Dresser, armoire or chest?

Posted on: November 10th, 2016

What is the difference between them? In which instances would be the appropriate use of each? Let’s find out.



Dresser. The term “Dresser” is actually an abbreviated form of the term “Dressing Table”, and “lowboy” is actually the correct American collectors term for the dressing table, or vanity (sometimes also called a “bureau”). It is a small table that has multiple parallel, horizontal drawers stacked one above another and usually comes with an attached mirror, called a “lowboy” in contrast to the “tallboy” or “highboy” chest of drawers.





Another term for a dressing table equipped with mirrors is vanity and is traditionally used applying makeup or fashion accessories.

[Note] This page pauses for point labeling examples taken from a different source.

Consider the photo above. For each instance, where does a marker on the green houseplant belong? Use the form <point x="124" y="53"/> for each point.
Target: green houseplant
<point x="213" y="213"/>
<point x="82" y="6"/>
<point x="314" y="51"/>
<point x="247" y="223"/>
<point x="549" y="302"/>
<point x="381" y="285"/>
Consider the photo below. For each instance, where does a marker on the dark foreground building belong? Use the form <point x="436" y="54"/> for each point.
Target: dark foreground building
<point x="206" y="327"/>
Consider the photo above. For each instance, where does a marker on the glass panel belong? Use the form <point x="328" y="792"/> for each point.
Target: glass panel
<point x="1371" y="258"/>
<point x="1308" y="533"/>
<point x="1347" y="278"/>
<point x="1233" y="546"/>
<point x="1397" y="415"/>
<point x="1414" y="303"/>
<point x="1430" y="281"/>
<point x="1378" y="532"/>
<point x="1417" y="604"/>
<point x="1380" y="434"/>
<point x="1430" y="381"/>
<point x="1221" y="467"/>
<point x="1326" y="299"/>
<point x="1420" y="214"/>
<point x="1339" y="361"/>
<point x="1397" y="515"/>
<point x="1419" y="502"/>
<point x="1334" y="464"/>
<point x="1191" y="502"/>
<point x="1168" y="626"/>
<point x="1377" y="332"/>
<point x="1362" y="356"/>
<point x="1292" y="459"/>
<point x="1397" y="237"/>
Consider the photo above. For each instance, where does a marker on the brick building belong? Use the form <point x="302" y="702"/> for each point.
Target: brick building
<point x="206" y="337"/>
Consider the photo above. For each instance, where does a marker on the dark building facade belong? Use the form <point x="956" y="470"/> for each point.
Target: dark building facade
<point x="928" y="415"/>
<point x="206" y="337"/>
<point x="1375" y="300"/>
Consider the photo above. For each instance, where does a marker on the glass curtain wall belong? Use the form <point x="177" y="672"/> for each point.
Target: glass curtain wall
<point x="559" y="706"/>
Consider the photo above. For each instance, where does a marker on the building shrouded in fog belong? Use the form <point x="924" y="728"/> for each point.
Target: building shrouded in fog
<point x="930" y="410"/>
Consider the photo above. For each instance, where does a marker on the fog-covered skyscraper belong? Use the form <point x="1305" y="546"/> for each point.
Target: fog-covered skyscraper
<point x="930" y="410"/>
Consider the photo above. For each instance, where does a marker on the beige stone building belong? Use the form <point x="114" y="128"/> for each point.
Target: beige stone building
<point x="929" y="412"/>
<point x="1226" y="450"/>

Armoire. Armoire is a French word that refers to any tall, free-standing, ornate cupboard.  It may be rectangular or square, narrow or broad. Also known as a wardrobe, this furniture piece is typically bigger and taller than a dresser, and is usually a standing closet used for storing clothes. The earliest wardrobe was a chest, and it was not until some degree of luxury was attained in regal palaces and the castles of powerful nobles that separate accommodation was provided for the apparel of the great. The name of wardrobe was then given to a room in which the wall space was filled with cupboards and lockers, the drawer being a comparatively modern invention. From these cupboards and lockers, the modern wardrobe, with its hanging spaces, sliding shelves and drawers, evolved slowly.





And finally, the “Chest of Drawers”. The difference between a chest of drawers and a dresser lies in the fact that a chest of drawers contains only drawers and the top space with no attached mirror. A dresser will also have drawers for storing folded clothing and lingerie but it also normally has an attached mirror. A chest of drawers commonly comes with three, four or six drawers.